Hello Everybody,
Some reviewing and a _NEW_ post with - closer to a solution of "our" "problem".
1. The x2sh library snapshot I posted is completely agnostic of what it parses, but it is slow when used in a big series of documents. I have tried this myself,
in order to parse the entire LFS book and load it into a semantically significant "table" simulation using arrays in bash takes at about 40 - 50 min. This is
because the script code is complex, requires a lot of counter variables while parsing, but most of all, it reads everything in the xml source it parses
character by character. This is completely unacceptable under _any_ circumstance. Fact is, that however "weird" the syntax in the file may be, because of its
character it would parse literally anything.
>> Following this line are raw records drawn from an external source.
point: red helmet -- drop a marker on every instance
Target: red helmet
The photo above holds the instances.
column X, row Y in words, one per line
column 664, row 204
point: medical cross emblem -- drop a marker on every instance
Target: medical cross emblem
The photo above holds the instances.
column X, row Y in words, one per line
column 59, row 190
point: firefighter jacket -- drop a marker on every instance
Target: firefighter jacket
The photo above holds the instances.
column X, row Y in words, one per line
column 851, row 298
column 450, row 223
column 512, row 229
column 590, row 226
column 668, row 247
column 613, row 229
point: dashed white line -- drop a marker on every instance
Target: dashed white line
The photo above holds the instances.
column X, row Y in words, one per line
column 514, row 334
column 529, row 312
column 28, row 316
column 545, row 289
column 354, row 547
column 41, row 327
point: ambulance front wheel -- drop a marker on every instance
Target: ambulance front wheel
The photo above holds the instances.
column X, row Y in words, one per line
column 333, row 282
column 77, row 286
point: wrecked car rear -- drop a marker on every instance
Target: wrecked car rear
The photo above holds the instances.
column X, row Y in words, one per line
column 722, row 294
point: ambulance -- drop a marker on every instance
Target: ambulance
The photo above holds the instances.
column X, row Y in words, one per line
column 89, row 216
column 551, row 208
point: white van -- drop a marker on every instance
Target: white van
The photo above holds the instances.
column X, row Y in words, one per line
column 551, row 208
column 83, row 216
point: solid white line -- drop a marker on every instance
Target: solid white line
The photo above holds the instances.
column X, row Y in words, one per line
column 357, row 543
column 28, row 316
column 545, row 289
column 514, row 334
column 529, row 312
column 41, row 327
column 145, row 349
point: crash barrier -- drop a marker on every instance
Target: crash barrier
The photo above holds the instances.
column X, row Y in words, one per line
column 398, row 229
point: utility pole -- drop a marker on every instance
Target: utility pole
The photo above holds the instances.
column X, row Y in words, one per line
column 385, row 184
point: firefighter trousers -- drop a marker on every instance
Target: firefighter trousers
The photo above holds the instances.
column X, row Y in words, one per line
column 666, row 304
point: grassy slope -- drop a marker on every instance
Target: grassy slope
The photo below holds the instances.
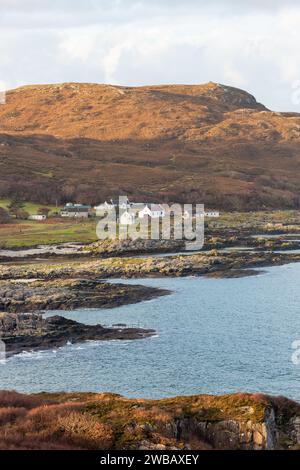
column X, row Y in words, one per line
column 108, row 421
column 30, row 233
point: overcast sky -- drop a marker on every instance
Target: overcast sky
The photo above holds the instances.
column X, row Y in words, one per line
column 250, row 44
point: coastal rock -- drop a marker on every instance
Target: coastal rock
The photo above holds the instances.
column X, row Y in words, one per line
column 32, row 332
column 108, row 421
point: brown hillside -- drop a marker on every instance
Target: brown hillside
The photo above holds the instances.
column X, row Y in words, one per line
column 200, row 143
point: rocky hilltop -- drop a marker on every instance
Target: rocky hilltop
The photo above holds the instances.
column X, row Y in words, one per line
column 108, row 421
column 208, row 143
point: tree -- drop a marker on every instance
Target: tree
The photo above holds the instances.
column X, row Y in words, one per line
column 4, row 216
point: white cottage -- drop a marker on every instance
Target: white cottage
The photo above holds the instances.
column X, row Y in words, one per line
column 153, row 210
column 127, row 218
column 38, row 217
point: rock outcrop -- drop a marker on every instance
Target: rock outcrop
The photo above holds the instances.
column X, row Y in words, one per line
column 108, row 421
column 32, row 332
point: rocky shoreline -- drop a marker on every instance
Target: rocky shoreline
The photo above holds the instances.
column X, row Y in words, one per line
column 30, row 332
column 201, row 264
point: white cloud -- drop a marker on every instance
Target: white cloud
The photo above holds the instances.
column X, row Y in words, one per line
column 250, row 44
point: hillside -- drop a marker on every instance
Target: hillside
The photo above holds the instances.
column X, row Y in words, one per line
column 209, row 144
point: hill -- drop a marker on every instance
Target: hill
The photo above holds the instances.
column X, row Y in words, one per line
column 208, row 143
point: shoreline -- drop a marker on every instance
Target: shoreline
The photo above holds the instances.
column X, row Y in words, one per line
column 240, row 421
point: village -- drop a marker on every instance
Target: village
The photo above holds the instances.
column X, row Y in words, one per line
column 127, row 213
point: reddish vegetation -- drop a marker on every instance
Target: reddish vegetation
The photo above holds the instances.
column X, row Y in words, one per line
column 108, row 421
column 201, row 143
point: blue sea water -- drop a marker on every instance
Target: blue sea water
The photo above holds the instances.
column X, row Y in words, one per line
column 213, row 336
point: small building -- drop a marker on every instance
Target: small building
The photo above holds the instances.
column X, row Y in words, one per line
column 153, row 210
column 38, row 217
column 111, row 205
column 127, row 218
column 76, row 211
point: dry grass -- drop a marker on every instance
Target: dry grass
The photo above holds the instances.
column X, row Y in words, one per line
column 108, row 421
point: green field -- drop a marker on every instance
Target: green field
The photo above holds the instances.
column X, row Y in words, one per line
column 30, row 233
column 31, row 207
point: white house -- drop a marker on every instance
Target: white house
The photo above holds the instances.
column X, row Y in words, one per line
column 127, row 218
column 102, row 208
column 153, row 210
column 37, row 217
column 112, row 204
column 75, row 211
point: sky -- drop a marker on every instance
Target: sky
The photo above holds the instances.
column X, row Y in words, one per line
column 249, row 44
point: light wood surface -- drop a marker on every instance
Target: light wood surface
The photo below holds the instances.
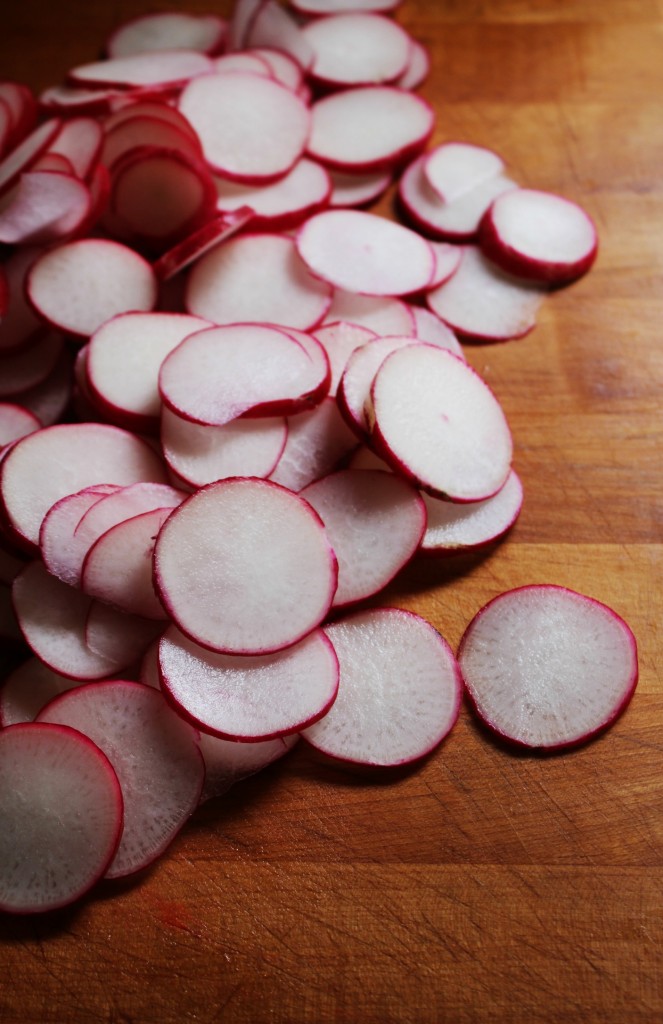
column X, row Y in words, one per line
column 484, row 886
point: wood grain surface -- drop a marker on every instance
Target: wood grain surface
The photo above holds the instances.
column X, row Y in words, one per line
column 483, row 886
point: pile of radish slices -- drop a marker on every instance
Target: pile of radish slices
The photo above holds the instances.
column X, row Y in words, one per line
column 234, row 404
2. The genXML boosting parser script is extremely fast, for it takes only 30 - 40 s (a decrease in time by _60_ times and up), it is able to seek within the
complete set of files for any element of type <element> , </element> and dump its output to a _valid_ xml file with every <element> and its contained data.
unfortunately it does not support attributes so '<screen role="no dump">' "patterns" can escape. It is bash 3.0 compliant only because it uses the "perlish" =~
operator only implemented there. Incorporating attribute - awareness and inline - parsing within genXML would eventually lead to increased complexity especially
when element attributes are laid out in a multi - line manner. This would lead to having more buffers, more variables, more lockups and eventually go to a
situation like (1), making no practical use of the advantage the =~ operator offers.
******************************************
It appears obvious, that by design, the best approach would be to dump character-by-character parsing (1), and make a very simple script that reads the XML
files and does not parse them, but instead, makes so that for a _given_ input, output is either data contained within a _pair_ of < and > characters or not.
Then, "parsing" can be done in that specific output using =~ operators and others alike, while eliminating the need for more complex scripts. I present to you
my newest implementation, going towards that direction.
*****************************************
Two versions of this new script are to be posted:
1. Everything is loaded into a conventional bash array where each entry contains data
within <,> pair or NOT. Nothing is printed on screen.
2. Everything is printed on screen while "parsed" on the fly, nothing is stored
in arrays or anything.
The reason for the two versions is simple: every printf builtin call takes some time. To make an option for printing the resulting array is useless for the time
I get while displaying exceeds 4 (four) min while if I display it on the fly it takes nearly 1 min 20 s. Values under normal operational load. The version
printing on the fly results useful on testing (making sure that no lines are omited during output, counter variables are set right, ecc). So far I think I have
worked out possible pitfalls and bugs, but you never know. Since this is a direction better than before (the silent script parses and loads everything in the
array in less than 50 s). I am also checking out the bash source files to see if there is any peculiar instruction or coding style that may be efficient for
this kind of scripting.
Note that the way the case constructs are laid out make so that bash treats them as && and || "commands", so we are releaved of the need to use many 'if'
structures coupled with && or || operators. This is detrimental to understanding how the script works. Also elements & attributes are preserved in their
entirety and ready for regexp based filtering within the array.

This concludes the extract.